GRAY SUMMIT • Their school bus was smashed into another bus. There were cries and screams. Emergency workers whisked past them to tend to the injured.
The Red Regiment Marching Band students who walked away from the crash made a series of frantic phone calls to their parents. A small group huddled to pray.
Christopher Stull, in the midst of the chaotic scene, placed a call to his home.
"His voice was shaking, and he said, 'Dad there was a bad accident,' " recalled his father, Daniel. "He started to give me a graphic visual of what took place. I told him to relax and start to pray. I prayed with him."
For many, an agonizing wait followed to be reunited with parents at different hospitals. For the parents, there were prayers for the victims, worry about the effects on their kids — and a certain sense of relief.
"We are very fortunate to be able to take our son home with us today," said Kelly Griffith, whose son Kolby was on the second bus.
The students from John F. Hodge High School were headed for their annual field trip to Six Flags when the first school bus, carrying the girls, slammed into a pickup. The bus carrying the boys then slammed into the girls' bus, which came to rest atop a truck tractor.
Christopher Stull, 15, a sophomore who plays saxophone, was treated for minor injuries and released from St. Clare Health Center in Fenton.
According to his father, Christopher was laughing with a friend when he heard skidding, then felt the impact.
"It threw him forward and the bench in front of him caught him in the center of his chest," Daniel Stull said. "The doctor said there would be bruising and soreness because it's sort of a compression injury. He said he'll feel it really bad in the morning when he wakes up."
Donna Lorts got the news from a phone call from her 16-year-old son, Taylor. "Mom, I'm OK, but something really bad happened," he told her from his cell phone.
He wouldn't tell her much else.
"He didn't want to tell me too much because he thought I would worry," she said.
Her husband, Steve Lorts, then called his son. He could tell by Taylor's voice that the boy was in shock. He had been taken by ambulance to St. John's Mercy Hospital in Washington, and Taylor thought he had a dislocated shoulder.
"He said after they got the critically injured out of the way, they went back and checked on the others," Steve Lorts said. "It sounded like he got off pretty quick.

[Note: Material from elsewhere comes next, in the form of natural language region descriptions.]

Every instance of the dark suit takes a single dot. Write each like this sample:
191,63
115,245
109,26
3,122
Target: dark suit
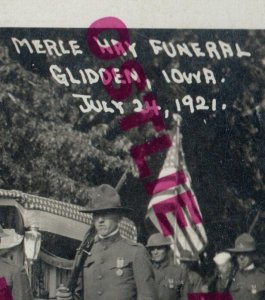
16,279
248,285
168,280
118,269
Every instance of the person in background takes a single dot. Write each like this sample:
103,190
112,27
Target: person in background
13,279
167,275
249,281
115,268
224,274
190,279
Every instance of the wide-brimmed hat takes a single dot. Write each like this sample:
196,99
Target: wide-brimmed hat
222,258
105,198
244,243
9,238
158,240
186,256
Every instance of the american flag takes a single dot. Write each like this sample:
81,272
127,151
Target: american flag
173,208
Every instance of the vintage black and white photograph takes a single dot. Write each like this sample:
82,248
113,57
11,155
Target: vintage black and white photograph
132,162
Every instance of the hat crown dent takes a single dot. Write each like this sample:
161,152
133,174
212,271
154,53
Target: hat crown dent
222,258
158,239
245,242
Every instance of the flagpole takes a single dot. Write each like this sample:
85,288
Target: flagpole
177,118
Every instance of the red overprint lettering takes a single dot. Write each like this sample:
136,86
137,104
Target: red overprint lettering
174,205
101,25
149,114
139,152
5,292
125,90
209,296
144,116
165,183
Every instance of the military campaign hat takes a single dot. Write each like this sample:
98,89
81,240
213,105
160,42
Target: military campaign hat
244,243
222,258
105,198
157,240
9,238
186,256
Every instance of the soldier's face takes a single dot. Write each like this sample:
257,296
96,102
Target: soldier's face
244,260
106,223
158,254
224,268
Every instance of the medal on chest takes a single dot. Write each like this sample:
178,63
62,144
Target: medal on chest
253,289
119,266
171,283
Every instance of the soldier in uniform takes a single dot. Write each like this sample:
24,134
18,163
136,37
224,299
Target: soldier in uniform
115,268
167,275
249,281
224,274
191,280
15,277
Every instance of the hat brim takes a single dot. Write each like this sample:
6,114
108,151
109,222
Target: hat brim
110,209
158,245
187,259
11,240
236,250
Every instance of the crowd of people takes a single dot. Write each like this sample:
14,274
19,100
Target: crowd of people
115,268
119,269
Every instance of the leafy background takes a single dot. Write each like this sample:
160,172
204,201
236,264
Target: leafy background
50,148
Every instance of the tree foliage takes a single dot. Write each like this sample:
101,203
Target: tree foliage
50,148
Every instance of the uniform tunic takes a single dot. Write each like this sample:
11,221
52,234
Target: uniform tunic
192,283
17,280
168,280
248,285
118,269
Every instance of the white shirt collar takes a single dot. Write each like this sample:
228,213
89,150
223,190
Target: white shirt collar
109,235
250,267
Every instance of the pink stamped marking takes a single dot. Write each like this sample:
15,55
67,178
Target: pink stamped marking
139,152
175,205
209,296
165,183
5,293
144,116
104,24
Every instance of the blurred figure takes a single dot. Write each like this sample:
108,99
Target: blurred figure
191,280
249,281
167,275
224,274
14,277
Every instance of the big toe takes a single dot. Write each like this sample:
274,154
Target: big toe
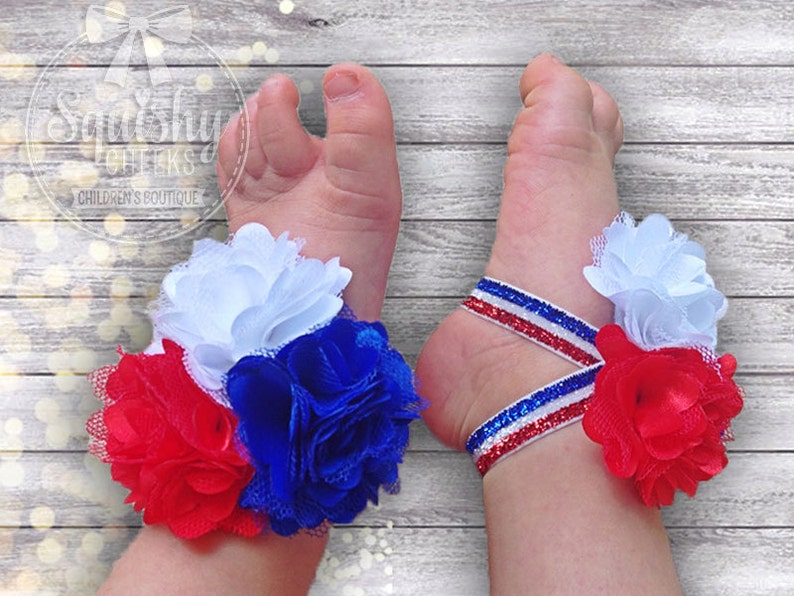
361,159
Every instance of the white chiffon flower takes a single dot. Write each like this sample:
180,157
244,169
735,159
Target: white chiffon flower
657,279
253,294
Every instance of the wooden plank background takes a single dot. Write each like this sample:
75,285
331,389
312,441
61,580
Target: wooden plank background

He was in the very back of the bus, which was the safest position to be in on that bus."
Kolby Griffith was also in the back of the boys' bus, and he couldn't see much from his seat.
"All I know is that the impact was pretty large," he said softly to a group of reporters outside Cardinal Glennon Children's Medical Center. "It was all very, very quick."
After the students were evacuated, they met their parents at the area hospitals where they were taken for treatment.
Donna Lorts cried when she and her husband saw their only child for the first time, about five hours after the accident. The couple had been stuck in traffic backed up from the crash.
Doctors determined Taylor had a hairline fracture to his right shoulder. They sent him home with his arm in a sling and scheduled follow-up appointments.
The family had to pass the accident site on their way to their home in Phelps County.
"He never looked at the bus the whole time we drove by it," Steve Lorts said. "He's got a whole lot going on in his head right now."
Reality began setting in for Christopher Stull and his parents as they drove home from the hospital as well.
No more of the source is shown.